Though hardly as definitive a musician as Hawkins, Beckett is the essential keyboardist; hardly noticeable in a full arrangement, though it would limp without him. David Hood, too, like rhythm guitarist Jimmy Johnson, plays perhaps only half the measured time (unlike the colossi Jerry Jemott and Chuck Rainey). Yet it's precisely this restraint, this seeming transparency, that suggests why these musicians produce so clean and relaxed a sound, tight but loose, devastating but delicate (the Allman Brothers, for example, fail to swing in direct proportion to the efforts of their rhythm section; compare bassist Lamar Williams's unnecessary verbosity with Hood's remarkable understatement).
Hawkins and Beckett's production for Linhart carries on the sound forged by Wexler and Dowd in New York and Muscle Shoals: a seemingly square, lolling band whose colors look blurred but rich, like a Southern glade after a shower (even Willie Mitchell's Memphis version seems a slight caricature in its accentuated square truck). The "lolling," like the "square," is of course an illusion, for the music's unprecedentedly crisp and swinging.
Buzzy himself is more tolerable than ever before, though his singing often makes you wonder why your struggling friends aren't playing Max's this weekend. The tunes are melodically pleasant, often satisfying (Buzzy's redone his biggest hit, "Friends," on the album); satisfying, that is, if you can forget English long enough to let the lyrics pass you by (David Crosby looks like a cynic in comparison). But Buzzy's solos on vibes, few as they are here, display his one admirable skill as a performer. Though inclined to repetition, the solos are lyrically terse and dramatic (whether on a stomper like "The Greatest Person I Know" or the quasi-bossa nova groove of the title tune). Buzzy's singing is similarly lucid in its intentions (his sense of phrasing is solid, at times almost inspired), but the bridge to execution rattles over a mean abyss.

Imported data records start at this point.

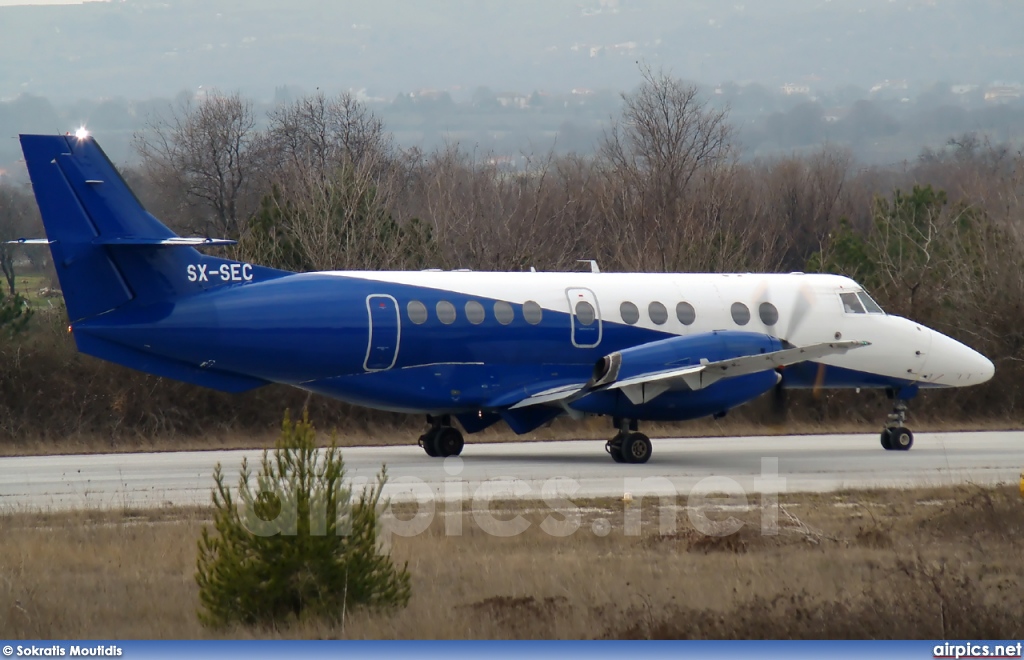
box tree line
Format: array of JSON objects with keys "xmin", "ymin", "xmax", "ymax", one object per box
[{"xmin": 1, "ymin": 68, "xmax": 1022, "ymax": 444}]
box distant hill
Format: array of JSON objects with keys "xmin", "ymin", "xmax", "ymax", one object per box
[
  {"xmin": 1, "ymin": 0, "xmax": 1022, "ymax": 101},
  {"xmin": 2, "ymin": 0, "xmax": 1023, "ymax": 172}
]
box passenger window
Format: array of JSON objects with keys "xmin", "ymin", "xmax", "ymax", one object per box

The explicit musical moods vary impressively. The pumping Muscle Shoals sound most memorable behind Aretha frames "Shoo That Fly," "You Don't Have to Tell Me Goodbye" and "Tell Me I've Been Trying"; complete with belching baritone and stabbing but discreet brass. Pete Carr's relaxed guitar moves a slow blues ("A Tear Outweighs a Smile") and Buzzy's vibes lay a cool middle on the ballads, folk-rock ("If You Can't Join 'em, Beat 'em") and jazz ("See You Again").